Mattis warned his Marines to expect the enemy to engage in “unethical tactics”. He warned of “chemical attack, treachery, and use of the innocent as human shields.” He followed these dire predictions with simple but powerful words of encouragement befitting a general in the mold of Patton and MacArthur: Take it all in stride. Shouldn’t we all, civilian and serviceman alike, heed this exhortation? This call to remain stoic must not only be for those who have chosen to protect our liberty on the battlefield, it must be embraced by us all.
The Warrior Monk urged his Marines to be the hunter and not the hunted and to not be caught with their guard down. In our current culture of intolerant hyper-sensitivity and self-absorbed entitlement, what lesson can we all learn from this directive? Do not be victims. Be strong. Be vigilant.
This call to vigilance was followed by a decree to “use good judgment and act in the best interest of our nation.” We live in a country where the individual ego frequently exceeds the capacity and will to look outside of ourselves to a bigger picture. Too often judgment is impaired by emotion and awareness of anything beyond our immediate self-interest is lost.
Mattis went further and insisted his Marines engage their brains before their weapons, to share courage and keep faith with their comrades. Our nation at present is one divided along deep, partisan lines, it is a place in which understanding is secondary (at best) to ideological rigidity. In this climate of division these words may be the most poignant of the letter. As Americans, we must think before we act, and our conduct must be defined by bravery and comradery.
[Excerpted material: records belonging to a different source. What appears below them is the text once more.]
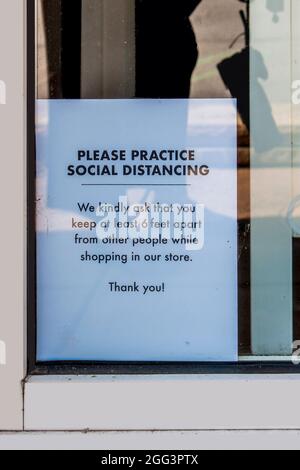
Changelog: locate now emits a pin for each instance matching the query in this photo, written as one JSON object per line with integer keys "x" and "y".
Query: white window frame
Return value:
{"x": 139, "y": 402}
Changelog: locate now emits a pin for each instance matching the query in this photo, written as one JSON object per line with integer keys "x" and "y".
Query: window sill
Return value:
{"x": 174, "y": 402}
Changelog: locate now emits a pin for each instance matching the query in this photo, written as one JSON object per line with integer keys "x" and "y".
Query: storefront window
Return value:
{"x": 167, "y": 180}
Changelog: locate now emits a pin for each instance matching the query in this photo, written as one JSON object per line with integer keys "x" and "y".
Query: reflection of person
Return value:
{"x": 166, "y": 48}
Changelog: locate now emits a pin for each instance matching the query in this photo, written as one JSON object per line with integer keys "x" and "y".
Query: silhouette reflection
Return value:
{"x": 167, "y": 50}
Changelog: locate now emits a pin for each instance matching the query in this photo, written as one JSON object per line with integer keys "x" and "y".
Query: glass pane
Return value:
{"x": 157, "y": 107}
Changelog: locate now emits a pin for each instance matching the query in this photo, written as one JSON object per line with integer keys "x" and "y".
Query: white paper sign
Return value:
{"x": 137, "y": 230}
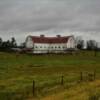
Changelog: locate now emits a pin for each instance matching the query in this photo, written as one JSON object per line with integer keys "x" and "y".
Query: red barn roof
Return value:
{"x": 42, "y": 39}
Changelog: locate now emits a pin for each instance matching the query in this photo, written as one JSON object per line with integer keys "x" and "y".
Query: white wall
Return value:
{"x": 71, "y": 42}
{"x": 29, "y": 42}
{"x": 50, "y": 48}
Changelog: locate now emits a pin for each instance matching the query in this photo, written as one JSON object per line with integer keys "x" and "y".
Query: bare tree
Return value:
{"x": 79, "y": 42}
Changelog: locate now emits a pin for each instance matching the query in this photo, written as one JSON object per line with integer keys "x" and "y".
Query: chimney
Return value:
{"x": 42, "y": 35}
{"x": 58, "y": 36}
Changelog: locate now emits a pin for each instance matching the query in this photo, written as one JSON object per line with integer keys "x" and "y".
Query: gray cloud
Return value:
{"x": 23, "y": 16}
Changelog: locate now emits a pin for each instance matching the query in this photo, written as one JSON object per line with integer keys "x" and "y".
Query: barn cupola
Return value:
{"x": 42, "y": 35}
{"x": 58, "y": 36}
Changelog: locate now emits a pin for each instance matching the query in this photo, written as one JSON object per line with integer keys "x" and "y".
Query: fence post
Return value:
{"x": 62, "y": 80}
{"x": 33, "y": 87}
{"x": 94, "y": 74}
{"x": 81, "y": 76}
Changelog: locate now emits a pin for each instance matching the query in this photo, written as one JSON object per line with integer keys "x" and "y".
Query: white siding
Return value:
{"x": 50, "y": 48}
{"x": 29, "y": 42}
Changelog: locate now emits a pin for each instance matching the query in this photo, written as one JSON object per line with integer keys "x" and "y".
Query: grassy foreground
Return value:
{"x": 17, "y": 72}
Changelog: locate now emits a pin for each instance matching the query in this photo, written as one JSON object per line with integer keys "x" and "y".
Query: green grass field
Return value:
{"x": 17, "y": 72}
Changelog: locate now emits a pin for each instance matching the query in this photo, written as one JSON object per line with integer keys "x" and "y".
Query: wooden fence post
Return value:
{"x": 62, "y": 80}
{"x": 33, "y": 87}
{"x": 94, "y": 74}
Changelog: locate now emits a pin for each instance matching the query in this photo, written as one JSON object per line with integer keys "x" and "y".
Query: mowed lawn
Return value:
{"x": 17, "y": 71}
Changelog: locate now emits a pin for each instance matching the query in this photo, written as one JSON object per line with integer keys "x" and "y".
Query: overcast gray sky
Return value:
{"x": 24, "y": 17}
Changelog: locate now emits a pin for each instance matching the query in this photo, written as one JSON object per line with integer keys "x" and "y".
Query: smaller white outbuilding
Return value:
{"x": 41, "y": 44}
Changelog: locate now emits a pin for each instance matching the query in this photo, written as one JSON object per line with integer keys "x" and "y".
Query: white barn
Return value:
{"x": 41, "y": 44}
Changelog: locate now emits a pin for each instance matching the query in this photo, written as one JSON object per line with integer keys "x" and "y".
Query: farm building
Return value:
{"x": 41, "y": 44}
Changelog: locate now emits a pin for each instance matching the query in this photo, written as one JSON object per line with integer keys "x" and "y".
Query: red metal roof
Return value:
{"x": 39, "y": 39}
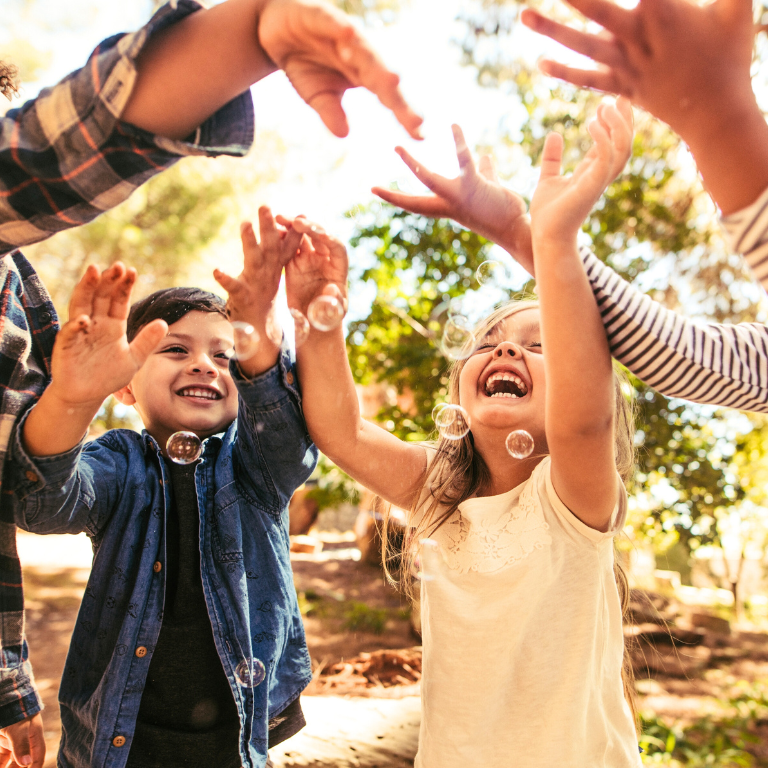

Can anyone not agree our country could use more of these ideals in our present political predicament? Can anyone not agree that now more than ever we must rally together with what Mattis referred to as “a happy heart and strong spirit”?
The general concludes the letter by looking back to history, by praising the heroes of the past who never lost their nerve and kept their honor clean. Again, the general’s succinct profundity should be instructive to us all: Do not allow fear to weaken your resolve, do not run from the challenge into dishonor. In a day and age of safe-spaces and microaggressions this is a lesson we cannot afford to miss.
General James Mattis, in this brief but crucial letter, enshrined not only the best attributes of the world’s finest fighting force, but the best aspects of what once made this country great: Decency and compassion, resolute action with a clear mind, courage, honor, strength, a shared purpose, and a happy heart. In the first paragraph of the letter, Mattis tells his Marines, “On your young shoulders rest the hopes of mankind.” In this one sentence our soon-to-be Secretary of Defense revealed his cognizance of a simple and momentous truth which encapsulates the ultimate promise and idealism of America: If all men are not free, none of us are.
This man is more than a general. He is a standard bearer for the American way. I for one believe the Warrior Monk will be an exemplary Secretary of Defense.